Dude would talk about manufacturing consent, elitist circles, and what Israel is doing with poor Palestinians and then go aboard Israeli-spy, super elitist, consent manufacturing, sex trafficker, rapist, Epstein's private jet. What a total insult to everyone who ever read his things
Chomsky had a stroke a couple of years ago and isn't capable of speaking; the family is trying to maintain their privacy and so there isn't much public information about it but it came out that he can raise his arm when he sees something he dislikes and it doesn't look like much beyond that.
He already said he had nomoral objections to deal with Epstein knowing about his first conviction for sex trafficking, because in Chomsky's view the man served his time and justice had been served. Yes, to Chomsky Epstein was an innocent man after serving a few months for sex trafficking and having sex with a dozen of minors.
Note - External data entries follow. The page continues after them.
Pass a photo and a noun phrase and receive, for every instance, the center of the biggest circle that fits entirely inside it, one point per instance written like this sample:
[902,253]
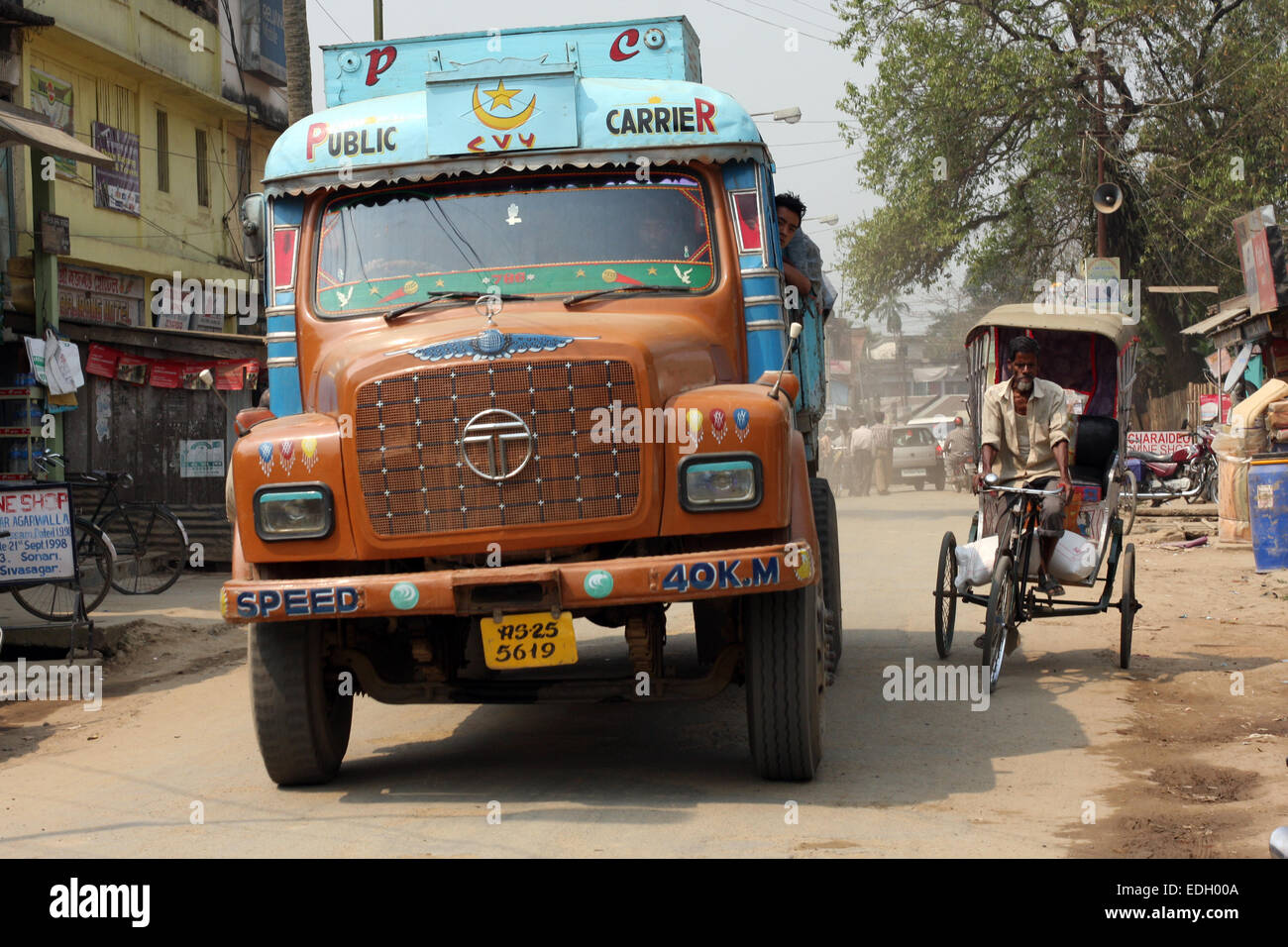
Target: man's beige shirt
[1047,425]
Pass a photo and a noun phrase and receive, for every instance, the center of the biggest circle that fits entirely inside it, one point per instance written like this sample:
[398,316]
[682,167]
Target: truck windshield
[529,235]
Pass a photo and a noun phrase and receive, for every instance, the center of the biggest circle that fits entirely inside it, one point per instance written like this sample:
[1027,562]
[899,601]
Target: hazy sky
[741,55]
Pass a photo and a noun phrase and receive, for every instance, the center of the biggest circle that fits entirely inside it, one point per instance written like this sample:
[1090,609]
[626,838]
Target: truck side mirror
[253,219]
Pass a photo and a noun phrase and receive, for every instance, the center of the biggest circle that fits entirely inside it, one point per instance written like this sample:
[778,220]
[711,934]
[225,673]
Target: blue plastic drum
[1267,499]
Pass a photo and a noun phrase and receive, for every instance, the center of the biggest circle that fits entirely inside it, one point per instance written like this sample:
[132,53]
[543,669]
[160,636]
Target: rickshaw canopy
[1033,316]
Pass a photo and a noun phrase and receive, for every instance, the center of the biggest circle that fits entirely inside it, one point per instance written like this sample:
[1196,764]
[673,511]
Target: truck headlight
[294,512]
[720,482]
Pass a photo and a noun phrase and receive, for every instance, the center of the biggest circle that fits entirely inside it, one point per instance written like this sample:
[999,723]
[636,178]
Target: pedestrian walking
[861,458]
[883,454]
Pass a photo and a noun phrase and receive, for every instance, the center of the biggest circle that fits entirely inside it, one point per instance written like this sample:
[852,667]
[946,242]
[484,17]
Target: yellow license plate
[536,639]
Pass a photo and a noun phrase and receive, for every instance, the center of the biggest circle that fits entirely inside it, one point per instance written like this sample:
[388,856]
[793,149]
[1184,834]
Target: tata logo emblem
[496,445]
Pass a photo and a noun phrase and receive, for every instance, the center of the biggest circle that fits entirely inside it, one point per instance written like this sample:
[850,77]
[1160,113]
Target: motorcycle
[1189,472]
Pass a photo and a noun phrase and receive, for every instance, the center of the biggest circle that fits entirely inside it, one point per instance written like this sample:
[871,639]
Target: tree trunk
[299,77]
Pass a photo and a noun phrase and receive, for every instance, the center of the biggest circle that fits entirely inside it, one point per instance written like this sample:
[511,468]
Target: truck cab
[529,361]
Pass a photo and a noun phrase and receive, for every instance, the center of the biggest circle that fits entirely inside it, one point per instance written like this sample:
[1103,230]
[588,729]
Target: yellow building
[187,99]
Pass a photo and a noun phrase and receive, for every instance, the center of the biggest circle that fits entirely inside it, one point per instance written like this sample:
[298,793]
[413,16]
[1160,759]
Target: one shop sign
[201,459]
[38,541]
[1163,442]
The socialist anarchist Chomsky had no ethical objections when he asked a convicted billionaire sex trafficker how to invest a few millions.
But there is no indication or even accusation that he was involved in any sexual activity, let alone anything inappropriate.
It's innuendo and guilt by association, mainly by his political opponents, both on the left and right, that are taking advantage of his inability to defend himself due to his stroke. I think many people are being _justly maligned_ by their association with Epstein, but in a way that distracts from the wider issue of what exactly does it mean when so many powerful and prominent people are found in compromising or potentially compromising situations and to what ends it served. It's US kompromat and the discussion is largely restricted to maligning people without discussing the significance of it.
In terms of Chomsky himself, given his career spanned both linguistics and politics, an honest critique would either deal with their disagreements with Chomsky like how Norvig did in this essay, or how Hitchens did over the Afghan and Iraq wars rather than saying "he had dinner with Epstein" or "he had dinner with Bannon".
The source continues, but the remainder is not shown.